At a minimum, he said, the trial should be delayed to allow Chen’s obsession with musk to cool down. Shareholder attorneys refuted those arguments in a brief filed Wednesday.

Levy and Korsinski stated as a preliminary matter that Tesla did not report the press coverage of Musk as inaccurate or biased.

In sum, accurate reporting about Musk’s management decisions on Twitter has no bearing on whether jurors can decide a case fairly based on tweets from 2018, which appear in recent coverage of Musk. Its difficult. visible from

“For better or worse, Musk is a celebrity who attracts media attention from around the world,” Levy and Korsinski argued.

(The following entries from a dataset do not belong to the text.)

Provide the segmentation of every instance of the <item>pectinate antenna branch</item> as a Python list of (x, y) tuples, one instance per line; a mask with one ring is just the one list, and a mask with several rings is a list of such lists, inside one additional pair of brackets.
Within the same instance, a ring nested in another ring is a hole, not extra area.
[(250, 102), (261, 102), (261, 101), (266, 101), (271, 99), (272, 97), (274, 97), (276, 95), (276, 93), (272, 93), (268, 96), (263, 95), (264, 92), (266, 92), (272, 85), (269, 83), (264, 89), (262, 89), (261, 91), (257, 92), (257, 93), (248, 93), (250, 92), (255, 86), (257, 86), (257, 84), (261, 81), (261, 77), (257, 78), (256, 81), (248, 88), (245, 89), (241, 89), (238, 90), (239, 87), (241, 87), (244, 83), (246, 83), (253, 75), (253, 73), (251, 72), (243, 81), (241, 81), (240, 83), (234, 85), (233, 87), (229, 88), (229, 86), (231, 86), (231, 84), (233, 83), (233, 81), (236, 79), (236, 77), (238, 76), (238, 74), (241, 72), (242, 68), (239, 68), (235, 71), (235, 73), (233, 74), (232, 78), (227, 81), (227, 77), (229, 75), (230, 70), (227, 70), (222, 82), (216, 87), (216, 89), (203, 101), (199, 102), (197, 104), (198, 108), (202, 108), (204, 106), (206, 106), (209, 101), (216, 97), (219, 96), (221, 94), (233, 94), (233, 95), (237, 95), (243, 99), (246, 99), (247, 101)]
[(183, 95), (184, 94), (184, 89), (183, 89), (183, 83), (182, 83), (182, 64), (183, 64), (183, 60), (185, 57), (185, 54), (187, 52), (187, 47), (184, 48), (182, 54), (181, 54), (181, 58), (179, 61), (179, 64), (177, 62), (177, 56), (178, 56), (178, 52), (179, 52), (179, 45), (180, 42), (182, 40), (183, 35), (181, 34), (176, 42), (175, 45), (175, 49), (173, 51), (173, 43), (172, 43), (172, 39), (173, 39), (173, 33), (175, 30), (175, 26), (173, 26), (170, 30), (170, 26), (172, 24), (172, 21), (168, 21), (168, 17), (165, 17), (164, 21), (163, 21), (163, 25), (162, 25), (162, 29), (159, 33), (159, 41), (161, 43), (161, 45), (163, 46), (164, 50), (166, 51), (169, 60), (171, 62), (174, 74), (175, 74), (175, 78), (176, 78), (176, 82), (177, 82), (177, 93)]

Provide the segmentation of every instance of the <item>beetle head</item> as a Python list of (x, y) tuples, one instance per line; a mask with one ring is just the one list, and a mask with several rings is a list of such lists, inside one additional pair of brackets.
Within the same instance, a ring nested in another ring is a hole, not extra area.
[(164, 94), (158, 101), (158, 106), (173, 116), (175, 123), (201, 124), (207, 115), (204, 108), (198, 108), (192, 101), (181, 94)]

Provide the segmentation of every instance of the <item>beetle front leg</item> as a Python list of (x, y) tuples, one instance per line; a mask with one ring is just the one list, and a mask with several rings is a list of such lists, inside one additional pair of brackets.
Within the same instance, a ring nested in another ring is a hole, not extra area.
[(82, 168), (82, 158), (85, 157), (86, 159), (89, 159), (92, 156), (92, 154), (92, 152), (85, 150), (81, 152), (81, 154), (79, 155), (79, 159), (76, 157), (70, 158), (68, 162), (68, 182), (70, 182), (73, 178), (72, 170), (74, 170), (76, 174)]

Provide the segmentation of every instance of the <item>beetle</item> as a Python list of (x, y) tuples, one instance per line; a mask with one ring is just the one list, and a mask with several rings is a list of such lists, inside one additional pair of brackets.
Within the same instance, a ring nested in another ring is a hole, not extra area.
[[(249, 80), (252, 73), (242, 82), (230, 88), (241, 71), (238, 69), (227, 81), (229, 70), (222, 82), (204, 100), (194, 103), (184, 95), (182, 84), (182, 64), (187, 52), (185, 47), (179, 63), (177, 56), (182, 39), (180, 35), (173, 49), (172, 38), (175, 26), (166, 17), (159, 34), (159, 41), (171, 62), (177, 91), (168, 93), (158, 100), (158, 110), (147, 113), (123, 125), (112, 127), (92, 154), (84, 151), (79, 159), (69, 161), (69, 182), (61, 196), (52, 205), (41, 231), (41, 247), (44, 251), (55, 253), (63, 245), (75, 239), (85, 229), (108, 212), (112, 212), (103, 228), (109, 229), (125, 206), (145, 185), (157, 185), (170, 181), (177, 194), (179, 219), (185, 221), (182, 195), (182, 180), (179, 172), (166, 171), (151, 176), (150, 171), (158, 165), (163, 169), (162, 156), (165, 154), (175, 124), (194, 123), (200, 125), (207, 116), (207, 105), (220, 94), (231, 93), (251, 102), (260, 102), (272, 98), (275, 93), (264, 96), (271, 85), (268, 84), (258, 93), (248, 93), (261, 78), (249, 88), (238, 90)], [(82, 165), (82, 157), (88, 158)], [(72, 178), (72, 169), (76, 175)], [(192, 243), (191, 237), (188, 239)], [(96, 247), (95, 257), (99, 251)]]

If ‘negative’ attention was necessary for the jury pool to be disqualified, then Musk would be effectively disqualified before the jury was given their knack for attracting ‘negative’ coverage.

Thursday’s reply was brief, a last chance to persuade Chen to take the drastic step of transferring the case to Quinn Emanuel. Levy and Korsinski previously referred to a questionnaire of jurors, arguing that only a few members of the jury pool knew any Twitter employees.

Quinn’s brief dove into the jury pool’s answers in more depth to argue that prospective jurors are so deeply hostile to Musk that they cannot judge the Tesla case objectively.